Freeman-Taylor's head in the clouds took Mary in the Junkyard to some interesting places. She sings and plays the guitar, the talented Saya Barbaglia the bass and viola, David Addison the drums. They are long-time friends, they live in south London and when I meet them they are about to release one of the best debut albums of the year, that Role Model Hermit then released on July 3rd. It's a melancholy, tense, original record and they take it on the road giving fascinating concerts. You go to a venue where Mary in the Junkyard performs, I did it at the Bowery Ballroom for example, and it feels like you're entering an ancient and unrepeatable ritual celebrated in a forest.

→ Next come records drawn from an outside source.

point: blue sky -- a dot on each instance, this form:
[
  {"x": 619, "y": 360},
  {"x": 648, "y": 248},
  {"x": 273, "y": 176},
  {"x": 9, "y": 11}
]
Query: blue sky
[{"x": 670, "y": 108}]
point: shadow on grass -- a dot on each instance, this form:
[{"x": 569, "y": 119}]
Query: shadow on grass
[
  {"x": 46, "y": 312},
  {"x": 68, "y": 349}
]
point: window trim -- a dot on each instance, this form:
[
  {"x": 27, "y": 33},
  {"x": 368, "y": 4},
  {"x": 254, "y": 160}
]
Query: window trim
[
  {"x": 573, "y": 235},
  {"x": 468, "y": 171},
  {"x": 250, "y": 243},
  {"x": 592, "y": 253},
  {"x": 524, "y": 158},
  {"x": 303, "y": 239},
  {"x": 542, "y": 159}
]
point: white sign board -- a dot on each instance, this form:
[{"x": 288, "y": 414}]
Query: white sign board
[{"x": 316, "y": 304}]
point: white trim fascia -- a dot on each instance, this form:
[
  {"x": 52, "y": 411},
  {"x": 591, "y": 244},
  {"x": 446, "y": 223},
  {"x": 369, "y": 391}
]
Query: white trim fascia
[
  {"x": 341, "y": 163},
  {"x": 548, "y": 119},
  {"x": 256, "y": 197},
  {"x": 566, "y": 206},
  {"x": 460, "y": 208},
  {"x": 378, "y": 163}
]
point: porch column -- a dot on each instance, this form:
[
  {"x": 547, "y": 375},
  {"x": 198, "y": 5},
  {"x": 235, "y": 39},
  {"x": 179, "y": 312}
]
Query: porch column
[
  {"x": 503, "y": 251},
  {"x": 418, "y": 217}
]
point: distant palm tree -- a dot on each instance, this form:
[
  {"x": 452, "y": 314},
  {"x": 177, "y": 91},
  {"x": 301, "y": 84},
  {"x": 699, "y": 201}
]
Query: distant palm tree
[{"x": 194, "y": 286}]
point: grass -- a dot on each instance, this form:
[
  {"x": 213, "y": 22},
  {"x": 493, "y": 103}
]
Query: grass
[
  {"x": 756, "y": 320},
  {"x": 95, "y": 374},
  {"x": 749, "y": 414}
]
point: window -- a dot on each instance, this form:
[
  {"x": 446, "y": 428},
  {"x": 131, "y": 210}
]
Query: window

The morning after the concert at the Bowery – a benefit evening for War Child UK with the Irish Dove Ellis as co-headliner – the three meet me in a café in the centre. They tell me that when they come to New York they rarely book a hotel, because they know that accommodation will turn up. Like in 2024, when they said on stage that they needed a place to sleep and in the audience there was Marina Abramović's long-time partner who invited them to stay with them. “If you book a place to stay, the magic can't happen.”
Mary in the Junkyard's timeless aesthetic has to do with Freeman-Taylor's childhood in Kimpton, a small village an hour north of London. Both of his parents are involved in creative activities – his father tours a comedy show with his twin, his mother sings and makes documentaries – and he knows all the woodland paths in the area inside out. «I spent hours outside alone, being with myself, talking to myself. For a while I thought I was crazy. I still talk to trees. When I see a beautiful one it's as if I'm looking at a person, I feel butterflies in my stomach.”
Photo: Griffin Lotz for Rolling Stone US
When he wasn't falling in love with sycamores and oaks, he played the cello. When he was 13, he met Barbaglia at a summer camp dedicated to string quartets. «They were all serious and nerdy people, Clari was the coolest of the group», recalls the bassist and violist, who grew up in London. “I was Clari's London friend and Clari was my village friend. We immediately got on well.”
At home, Freeman-Taylor listened to a lot of folk, from Laura Marling to Leonard Cohen, and began writing songs. Candelabrawhich is on the new album, originally appeared on an EP recorded with a handheld microphone in the woods. “It was the moment when the birds were awakening, they were making wonderful choruses.”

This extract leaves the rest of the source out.